6. Learn subtle flirting techniques.
It's harder to feel uninhibited when you're not tipsy, so get used to the idea of subtle, grade-school style flirting techniques, like frequently patting your prey on the knee or arm, maintaining steady eye contact, and smiling and laughing at his or her better jokes.
You might feel too shy to bust a move without the help of vodka's loosening properties, but if you let your interest and intentions be known subtly, your date should get the hint.
If the chemistry is kicking and you feel like you'll explode if s/he doesn't touch you, take the initiative and invite Boytoy upstairs for tea or hot cocoa at the end of the date. Remember, "come upstairs" is pretty clear in any language—drunk or not.
The Other Side Of The Table: You're A Drinker Who's Dating Someone Sober
What if you're not a recovering alcoholic, but you're dating someone who is? Generally speaking, sober folks want support and encouragement.

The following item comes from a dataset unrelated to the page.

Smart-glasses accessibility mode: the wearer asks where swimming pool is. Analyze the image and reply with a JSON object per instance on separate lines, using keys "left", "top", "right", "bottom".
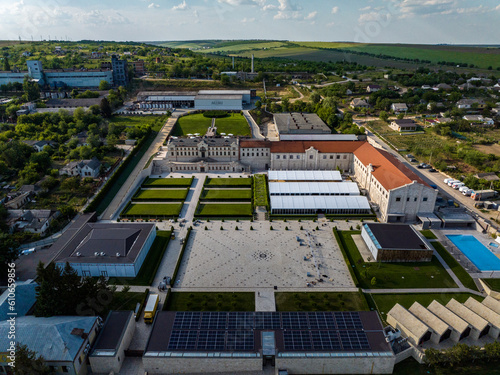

You don't have to abstain from drinking all the time, but refraining from imbibing around them is always appreciated. "I try to date women who don't find it weird that I'm sober," says Craig, who's been clean for three years. "The worst thing a woman can do is get wasted around me, or try to push me to have some. I need someone who really supports my recovery."
Jeannette, a sober alcoholic who hasn't has a drink in 10 months, agrees. "I don't necessarily feel tempted if I'm someplace where people are drinking, but it's just not that fun to be around a guy who's throwing them back.
Don't question your date's decision not to drink. Respect her sobriety, don't push her, and—if you want to make a really good impression—don't drink in her presence. If, heaven forbid, your partner relapses, the best thing to do is give her time and space to get her proverbial sh*t together. Don't disappear on her—your support is necessary in times like these—but give her leeway to work through her feelings.